A team of researchers analyzed 100 relevant articles published between 1961 and 2014, containing information about 26,000 people worldwide and their feelings about death. They found that higher levels of religious belief were only weakly linked with lower death anxiety. The paper, which was published in the journal Religion, Brain and Behavior, also showed that strong religious believers and non-believers appeared to fear death less than those in between.

“It may be that other researchers would have found this inverse-U pattern too if they had looked for it,” said Dr. Jonathan Jong, a research associate at the Institute of Cognitive and Evolutionary Anthropology and research fellow at Coventry University, who led the team of researchers. “This definitely complicates the old view, that religious people are less afraid of death than nonreligious people. It may well be that atheism also provides comfort from death, or that people who are just not afraid of death aren’t compelled to seek religion.”

More than half of the 100 studies showed no link at all between anxiety over death and religiosity, while 18 percent found that religious people were actually more afraid of death than the non-religious.

Despite Jong’s assertion that his results confound old views, it should not really be that surprising. For many people, fear of death arises from the sense that they may encounter an awful afterlife. Because all of us have done things that are wrong, those who are religious may fear divine or cosmic retribution. The exceptions are those who are very religious and confident that they come out on the credit side of god’s ledger and those who are atheists who realize that the entire idea of an afterlife is bunk. Death may not be something that atheists look forward to but it is not something to fear.

Comments

  1. says

    “Religious belief” -- all religions, or just the predominant ones in the areas surveyed? Different religions have very different approaches to death; I am very skeptical that thist study has done anything more than measure bias in their data.

  2. mnb0 says

    I suspect it went the other way for me -- already as a 9, 10 year old boy I realized that being dead was nothing to be afraid of -- well before I even began to consider the god question.

  3. Bruce H says

    I fear death in the sense that I would much rather go on living. As an atheist, I realize that the afterlife is, as you say, bunk. So, I guess you could say that I fear dying. Death? Not so much.

  4. hyphenman says

    Good morning Mano,

    I had a conversation this weekend concerning deathbed confessions. While one might make the argument that some moral or ethical standard could encourage a person facing imminent death to reveal some secret, my understanding is that our laws grant special status to confessions or revelations made moments before impending death because a person fears that dying with unconfessed sins endangers their immortal soul.

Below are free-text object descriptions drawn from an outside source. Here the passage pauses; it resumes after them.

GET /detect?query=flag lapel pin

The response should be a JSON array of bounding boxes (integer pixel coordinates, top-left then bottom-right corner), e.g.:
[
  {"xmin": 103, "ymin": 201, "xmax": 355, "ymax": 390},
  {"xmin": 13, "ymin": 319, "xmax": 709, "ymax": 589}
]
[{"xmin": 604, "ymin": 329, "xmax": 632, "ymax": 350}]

    If that is the case, then might an attorney argue that testimony from a dying atheist is not admissible because of a lack of fear of hell?

    Clearly such laws belong in the Dark Ages and should be removed from the books.

    Cheers,

    Jeff Hess
    Have Coffee Will Write

  5. John Morales says

    Obligagory Epicurus:

    Death, therefore, the most awful of evils, is nothing to us, seeing that, when we are, death is not come, and, when death is come, we are not.

    Of course, there’s a difference between death and dying — one is a (non) state and the other is a process.

  6. Holms says

    It may well be that atheism also provides comfort from death, or that people who are just not afraid of death aren’t compelled to seek religion.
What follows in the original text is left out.